A list of single or combined access modes that are sufficient to understand all the intellectual content of a resource.


Example 1 — EPUB 3
<meta property="schema:accessModeSufficient">textual,visual</meta>
<meta property="schema:accessModeSufficient">textual</meta>
Example 2 — EPUB 2
<meta name="schema:accessModeSufficient" content="textual,visual"/>
<meta name="schema:accessModeSufficient" content="textual"/>
Example 3 — Audiobooks
"accessModeSufficient": [
     "type": "ItemList",
     "itemListElement": ["textual", "visual"]
Example 4 — HTML with RDFa
<meta property="accessModeSufficient" content="textual,visual"/>
<meta property="accessModeSufficient" content="textual"/>
Example 5 — HTML with microdata
<meta itemprop="accessModeSufficient" content="textual,visual"/>
<meta itemprop="accessModeSufficient" content="textual"/>


The property takes one or more of the following values:

The meaning of these values is the same as their definitions for access modes, but sufficient access modes identify the different combinations of senses that can be used to sufficiently consume the content, not just the raw access modes of the content itself.

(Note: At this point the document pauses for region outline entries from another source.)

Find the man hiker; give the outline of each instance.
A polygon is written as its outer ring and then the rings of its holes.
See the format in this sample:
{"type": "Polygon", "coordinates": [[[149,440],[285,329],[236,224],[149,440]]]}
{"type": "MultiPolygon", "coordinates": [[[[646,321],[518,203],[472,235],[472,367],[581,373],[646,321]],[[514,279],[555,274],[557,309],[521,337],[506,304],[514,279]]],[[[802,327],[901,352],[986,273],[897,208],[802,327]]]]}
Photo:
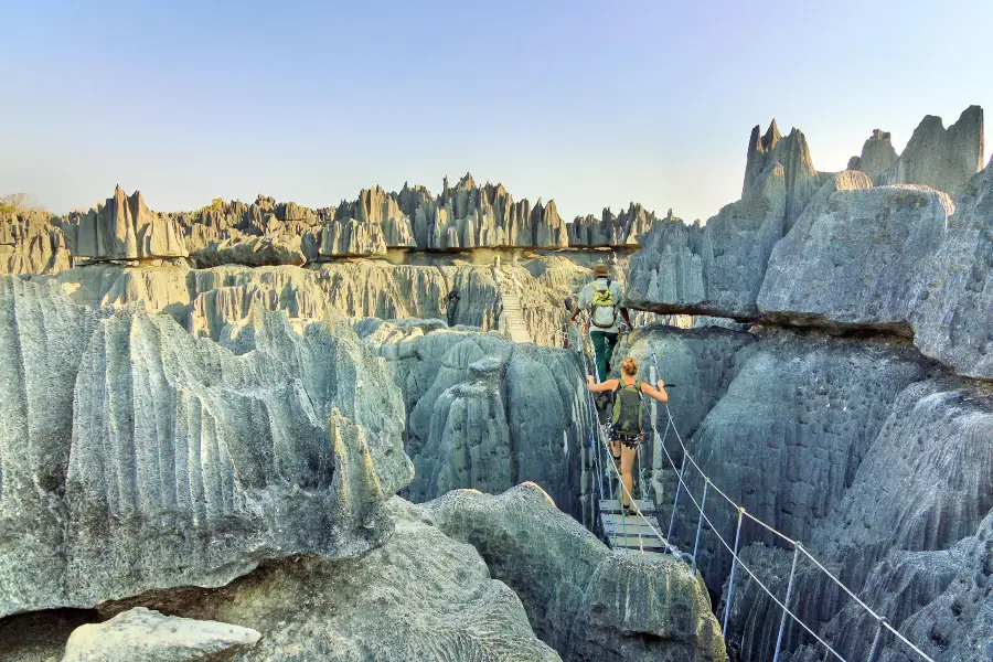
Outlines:
{"type": "Polygon", "coordinates": [[[598,380],[606,380],[610,374],[610,355],[613,353],[613,345],[617,344],[620,331],[617,313],[620,312],[624,323],[631,325],[628,309],[621,308],[620,305],[622,296],[620,285],[610,278],[610,268],[607,265],[597,265],[594,267],[592,282],[587,282],[583,287],[579,301],[566,322],[572,324],[579,317],[580,310],[589,310],[589,339],[594,344],[598,380]]]}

A publication with images and text, for example, will require both visual and textual modes to be consumed. If the images are also adequately described (alt text and extended descriptions, as appropriate) a single textual mode would also be sufficient, indicating someone who is blind can consume the content.


Unless the metadata format used supports lists of lists (e.g., JSON-LD), use a separate property declaration for each list of sufficient access modes. Separate the values with commas.